Riots have erupted in Burundi's capital over the president's decision to stand for a third electoral term, raising fears that violence could become ethnicised.
On April 25 Burundi's leading political party, CNDD-FDD endorsed current president Pierre Nkurunziza as their candidate in the national election on 26 June. This meant Nkurunziza would be standing for a third term, despite the constitution only allowing a president to be elected for two terms.
Opposition supporters took to the streets of the capital Bujumbura to demonstrate against a decision that was seen as being unconstitutional. Reports suggest that at least 12 people have been killed in the protests, although the police say the figure is lower, but the disturbance continued throughout the week. The United Nations said today that nearly 40,000 refugees have fled into neighbouring Rwanda, Tanzania and the Democratic Republic of Congo in the last month.
Nkurunziza argues that his first five-year term doesn't count as, owing to the transitional process at the end of the civil war, he was chosen by parliament and not the people of Burundi. Yesterday the constitutional court ruled in his favour, although there are widespread reports that members of the court were pressured into agreeing with the President. The court's vice-president fled to Rwanda because he refused to sign the ruling.
The foreign and commonwealth office said in a statement today: "Reports of intimidation against members of the Constitutional Court do not give the impression of an independent court that was able to come to an impartial decision. This is not in the best interests of Burundi or its people."
US Secretary of State John Kerry called on Nkurunziza to abandon his election plans. On Monday he told reporters: "We are deeply concerned about President Pierre Nkurunziza's decision, which flies directly in the face of the constitution of this country."
The Burundian government has described the protests as "insurrection". Police arrested leading human rights activist Pierre Claver Mbonimpa and Human Rights Watch said on Friday that more than 400 people had been detained.
It is the worst uprising in the country since the end of the 13-year civil war in 2005, in which an estimated 300,000 people died. Since independence in 1962 there have been ongoing tensions between the Hutu and Tutsi populations, leading to fierce violence between the two ethnic groups in 1972 and again in the 1990s.

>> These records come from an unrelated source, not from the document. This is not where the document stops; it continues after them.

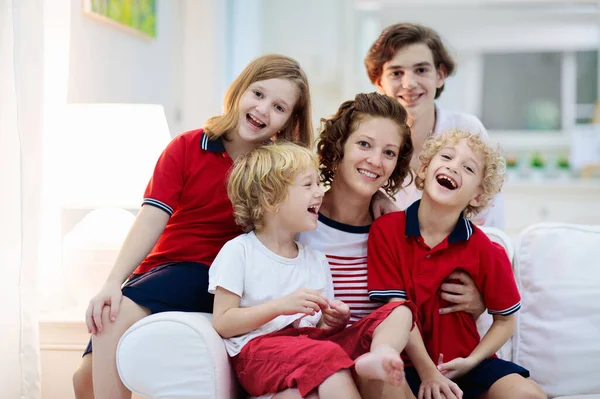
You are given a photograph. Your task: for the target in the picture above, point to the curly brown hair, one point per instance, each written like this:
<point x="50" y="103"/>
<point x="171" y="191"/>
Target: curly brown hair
<point x="336" y="130"/>
<point x="397" y="36"/>
<point x="494" y="165"/>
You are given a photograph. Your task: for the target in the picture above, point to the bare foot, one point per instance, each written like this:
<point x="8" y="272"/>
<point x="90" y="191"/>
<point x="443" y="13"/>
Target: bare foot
<point x="384" y="364"/>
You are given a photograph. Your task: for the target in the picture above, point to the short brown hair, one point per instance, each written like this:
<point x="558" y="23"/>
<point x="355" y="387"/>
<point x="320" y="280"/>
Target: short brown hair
<point x="494" y="165"/>
<point x="271" y="66"/>
<point x="336" y="130"/>
<point x="259" y="180"/>
<point x="397" y="36"/>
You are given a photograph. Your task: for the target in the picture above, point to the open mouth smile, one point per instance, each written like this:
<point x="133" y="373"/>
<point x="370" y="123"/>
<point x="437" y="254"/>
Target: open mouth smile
<point x="255" y="122"/>
<point x="446" y="182"/>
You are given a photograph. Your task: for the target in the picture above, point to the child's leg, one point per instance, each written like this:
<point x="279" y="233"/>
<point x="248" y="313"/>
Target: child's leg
<point x="107" y="383"/>
<point x="339" y="385"/>
<point x="514" y="386"/>
<point x="82" y="379"/>
<point x="294" y="394"/>
<point x="383" y="362"/>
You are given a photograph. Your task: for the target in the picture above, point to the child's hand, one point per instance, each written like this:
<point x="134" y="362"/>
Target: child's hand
<point x="381" y="204"/>
<point x="435" y="385"/>
<point x="108" y="296"/>
<point x="336" y="316"/>
<point x="457" y="367"/>
<point x="302" y="301"/>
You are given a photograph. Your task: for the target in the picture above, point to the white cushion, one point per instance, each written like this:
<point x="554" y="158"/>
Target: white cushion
<point x="485" y="320"/>
<point x="175" y="355"/>
<point x="558" y="328"/>
<point x="597" y="396"/>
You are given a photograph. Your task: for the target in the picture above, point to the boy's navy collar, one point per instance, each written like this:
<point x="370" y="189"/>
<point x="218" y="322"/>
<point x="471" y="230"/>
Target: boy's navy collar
<point x="214" y="145"/>
<point x="462" y="231"/>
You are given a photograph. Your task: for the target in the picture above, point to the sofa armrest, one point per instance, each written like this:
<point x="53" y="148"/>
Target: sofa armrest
<point x="175" y="355"/>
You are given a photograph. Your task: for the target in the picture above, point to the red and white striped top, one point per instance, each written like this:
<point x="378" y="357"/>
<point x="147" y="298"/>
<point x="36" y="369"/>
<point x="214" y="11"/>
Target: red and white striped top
<point x="346" y="250"/>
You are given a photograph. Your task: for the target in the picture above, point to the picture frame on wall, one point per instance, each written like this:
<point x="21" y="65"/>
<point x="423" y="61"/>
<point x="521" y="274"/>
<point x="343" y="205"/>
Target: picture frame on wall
<point x="135" y="16"/>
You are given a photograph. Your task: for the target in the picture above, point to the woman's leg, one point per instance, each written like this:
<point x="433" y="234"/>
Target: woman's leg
<point x="82" y="379"/>
<point x="514" y="386"/>
<point x="381" y="371"/>
<point x="106" y="381"/>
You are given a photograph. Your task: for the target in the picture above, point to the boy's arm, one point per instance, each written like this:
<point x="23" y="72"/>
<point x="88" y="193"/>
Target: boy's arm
<point x="432" y="379"/>
<point x="230" y="320"/>
<point x="502" y="299"/>
<point x="499" y="333"/>
<point x="501" y="330"/>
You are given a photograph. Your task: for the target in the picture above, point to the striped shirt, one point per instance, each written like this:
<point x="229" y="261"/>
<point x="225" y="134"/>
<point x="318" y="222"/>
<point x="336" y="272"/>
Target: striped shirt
<point x="346" y="249"/>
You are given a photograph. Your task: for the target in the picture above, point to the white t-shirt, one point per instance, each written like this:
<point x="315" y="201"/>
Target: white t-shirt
<point x="448" y="120"/>
<point x="346" y="250"/>
<point x="247" y="268"/>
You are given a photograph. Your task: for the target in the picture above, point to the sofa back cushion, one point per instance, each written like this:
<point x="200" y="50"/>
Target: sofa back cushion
<point x="557" y="267"/>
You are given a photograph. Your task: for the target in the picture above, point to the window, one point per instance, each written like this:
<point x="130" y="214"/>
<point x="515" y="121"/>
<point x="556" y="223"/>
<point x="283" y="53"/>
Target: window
<point x="587" y="85"/>
<point x="535" y="91"/>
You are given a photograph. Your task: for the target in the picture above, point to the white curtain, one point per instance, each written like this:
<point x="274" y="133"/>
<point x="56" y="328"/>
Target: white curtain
<point x="21" y="71"/>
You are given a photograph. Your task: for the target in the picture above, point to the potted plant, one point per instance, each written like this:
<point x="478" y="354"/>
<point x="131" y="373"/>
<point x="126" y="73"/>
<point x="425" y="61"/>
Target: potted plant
<point x="537" y="165"/>
<point x="563" y="167"/>
<point x="512" y="163"/>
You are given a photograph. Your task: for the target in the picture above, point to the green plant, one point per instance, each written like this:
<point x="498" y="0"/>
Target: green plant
<point x="511" y="162"/>
<point x="537" y="161"/>
<point x="562" y="162"/>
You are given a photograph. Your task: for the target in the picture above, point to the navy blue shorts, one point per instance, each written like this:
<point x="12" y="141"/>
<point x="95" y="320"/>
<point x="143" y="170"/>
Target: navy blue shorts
<point x="181" y="286"/>
<point x="477" y="381"/>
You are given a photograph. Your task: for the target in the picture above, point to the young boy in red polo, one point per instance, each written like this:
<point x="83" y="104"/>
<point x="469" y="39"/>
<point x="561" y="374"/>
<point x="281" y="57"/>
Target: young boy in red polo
<point x="412" y="252"/>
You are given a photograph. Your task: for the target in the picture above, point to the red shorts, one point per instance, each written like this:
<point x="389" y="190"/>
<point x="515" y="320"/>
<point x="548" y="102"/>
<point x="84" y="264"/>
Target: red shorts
<point x="305" y="357"/>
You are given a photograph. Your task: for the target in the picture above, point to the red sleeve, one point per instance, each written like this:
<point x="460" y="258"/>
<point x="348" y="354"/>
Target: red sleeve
<point x="384" y="280"/>
<point x="498" y="285"/>
<point x="167" y="180"/>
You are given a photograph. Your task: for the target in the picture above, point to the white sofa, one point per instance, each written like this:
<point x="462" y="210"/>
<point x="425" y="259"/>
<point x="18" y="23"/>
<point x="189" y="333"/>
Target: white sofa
<point x="557" y="266"/>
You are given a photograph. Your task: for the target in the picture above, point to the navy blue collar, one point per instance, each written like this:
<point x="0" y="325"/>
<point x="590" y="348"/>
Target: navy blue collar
<point x="214" y="145"/>
<point x="462" y="231"/>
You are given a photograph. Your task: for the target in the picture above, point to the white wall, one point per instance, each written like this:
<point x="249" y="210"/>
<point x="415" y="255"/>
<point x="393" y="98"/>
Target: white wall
<point x="108" y="64"/>
<point x="318" y="34"/>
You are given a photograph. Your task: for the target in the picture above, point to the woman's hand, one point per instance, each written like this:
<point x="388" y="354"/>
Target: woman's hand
<point x="464" y="295"/>
<point x="110" y="295"/>
<point x="336" y="316"/>
<point x="434" y="385"/>
<point x="457" y="367"/>
<point x="381" y="204"/>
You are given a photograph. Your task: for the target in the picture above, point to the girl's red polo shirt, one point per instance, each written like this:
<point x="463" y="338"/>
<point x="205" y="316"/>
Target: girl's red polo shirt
<point x="189" y="183"/>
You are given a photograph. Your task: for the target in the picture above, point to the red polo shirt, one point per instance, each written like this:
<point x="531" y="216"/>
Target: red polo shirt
<point x="189" y="183"/>
<point x="401" y="265"/>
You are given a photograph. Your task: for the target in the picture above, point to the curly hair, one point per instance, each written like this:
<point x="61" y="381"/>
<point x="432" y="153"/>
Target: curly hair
<point x="336" y="130"/>
<point x="299" y="127"/>
<point x="397" y="36"/>
<point x="494" y="164"/>
<point x="259" y="180"/>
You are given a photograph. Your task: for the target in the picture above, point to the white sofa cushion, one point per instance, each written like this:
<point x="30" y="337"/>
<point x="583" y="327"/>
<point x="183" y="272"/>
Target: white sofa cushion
<point x="175" y="355"/>
<point x="558" y="328"/>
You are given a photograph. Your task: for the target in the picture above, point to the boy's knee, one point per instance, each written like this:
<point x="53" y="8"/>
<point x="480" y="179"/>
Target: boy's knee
<point x="530" y="390"/>
<point x="82" y="381"/>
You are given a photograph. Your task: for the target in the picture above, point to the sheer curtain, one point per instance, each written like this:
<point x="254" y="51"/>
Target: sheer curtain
<point x="21" y="51"/>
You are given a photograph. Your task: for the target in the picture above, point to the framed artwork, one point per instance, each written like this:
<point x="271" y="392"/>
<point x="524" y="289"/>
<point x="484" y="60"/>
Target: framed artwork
<point x="138" y="16"/>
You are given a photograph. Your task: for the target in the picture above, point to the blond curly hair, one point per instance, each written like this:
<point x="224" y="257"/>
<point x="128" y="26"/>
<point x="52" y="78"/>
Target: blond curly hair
<point x="259" y="180"/>
<point x="494" y="164"/>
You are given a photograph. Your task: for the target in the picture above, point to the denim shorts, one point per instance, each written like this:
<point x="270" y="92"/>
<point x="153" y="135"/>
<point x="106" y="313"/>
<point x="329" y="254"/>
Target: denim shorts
<point x="181" y="286"/>
<point x="477" y="381"/>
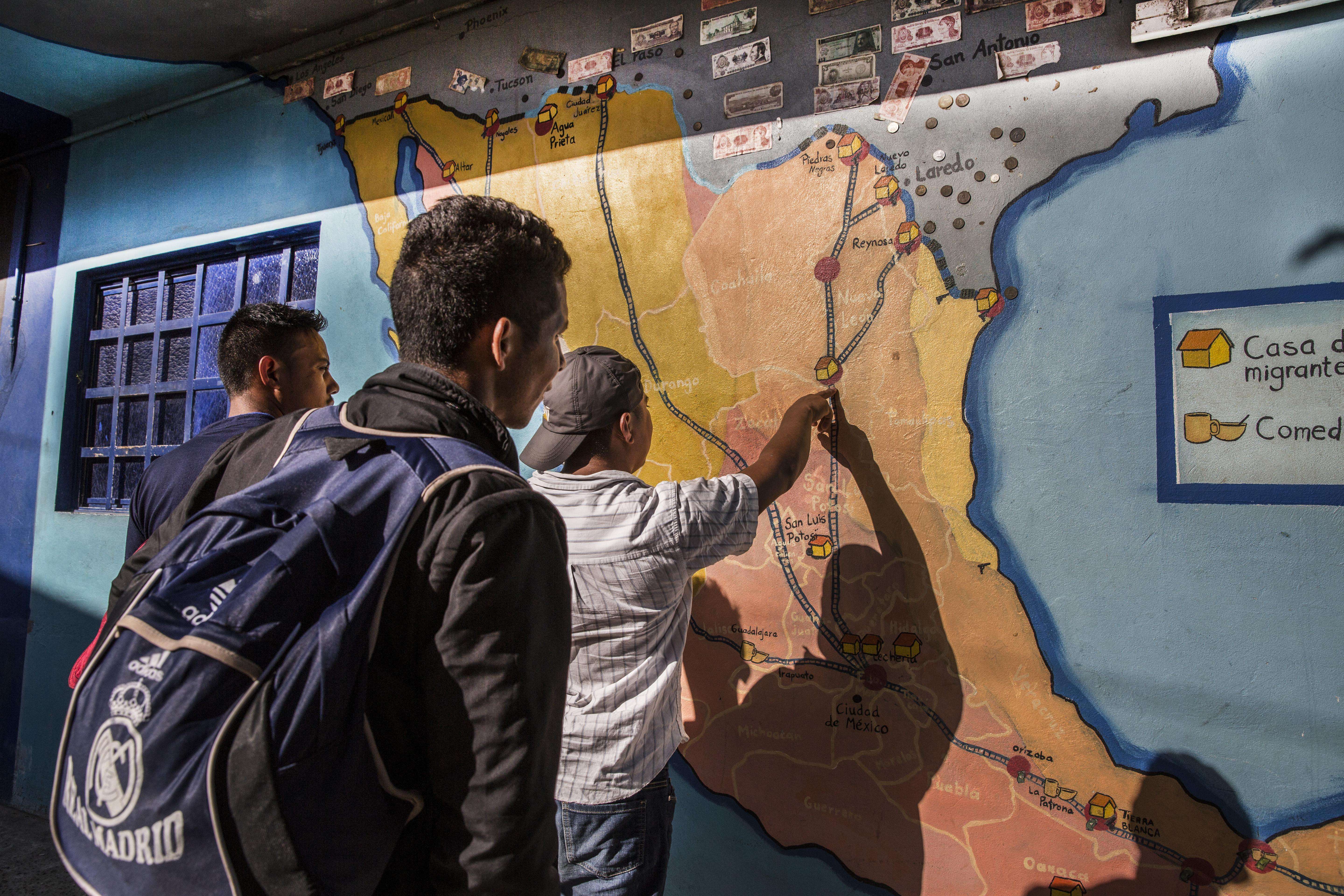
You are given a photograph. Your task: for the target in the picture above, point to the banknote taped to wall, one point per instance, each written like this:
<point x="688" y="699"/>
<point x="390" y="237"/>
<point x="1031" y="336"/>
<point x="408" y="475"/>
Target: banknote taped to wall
<point x="851" y="44"/>
<point x="591" y="66"/>
<point x="749" y="56"/>
<point x="656" y="34"/>
<point x="1021" y="61"/>
<point x="740" y="142"/>
<point x="846" y="96"/>
<point x="927" y="33"/>
<point x="916" y="9"/>
<point x="400" y="80"/>
<point x="851" y="69"/>
<point x="730" y="26"/>
<point x="904" y="88"/>
<point x="299" y="91"/>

There are fears that the protests could spread and that they could become ethnicised. But Simon Guillebaud, the founder of Great Lakes Outreach who has lived in Burundi for 16 years, told Christian Today that Burundi has "moved on" from ethnic conflict, although he said there are "a few people who are trying to make it an ethnic issue."
Speaking of the situation before the protests, he said the Arusha peace agreement, signed in 2000, and the subsequent constitution had been effective in making Tutsis feel safe. He added that the political parties were not divided along tribal lines.
"What we've experienced has been less than Baltimore," Guillebaud said, criticising John Kerry's remarks for being "out of order". He said that the international press had been "more alarmist than the realities on the ground."
Even so, Guillebaud wrote on his blog last week: "There is great fear in the air. It's impossible to predict how things will pan out, and whether this might be quickly resolved or drag on for ages and even spill over into other nations. Optimists are few and far between, and the stakes are incredibly high for the nation and beyond."
In a message to supporters on Saturday he said that demonstrators had set up barricades on their street but they had not been targeted but had spoken with the protestors. He added: "We'd obviously prefer constant calm, but sometimes a storm comes along. Whether for us that's this Monday or not, God has done so many amazing things in Burundi over the years. Some of his finest troops are Burundian. So let's continue to be in faith, not in fear, recognising the realities but pleading with and trusting God for breakthroughs and solutions that through our own eyes are hard to discern as things stand."
The World Council of Churches and the All Africa Conference of Churches issued a joint statement calling for peaceful dialogue and prayer for the nation. "The current atmosphere of division places in jeopardy the peace agreement which has aimed at bringing an end to conflict," they said in the statement. "While reasonable people may differ on the specifics of the road ahead, it is essential that violence cease and dialogue be re-established, so that justice may prevail.
"Beyond the issues at play in the current confrontation, it is not only the peace and security of Burundians which are at stake but also the stability of the Great Lakes region."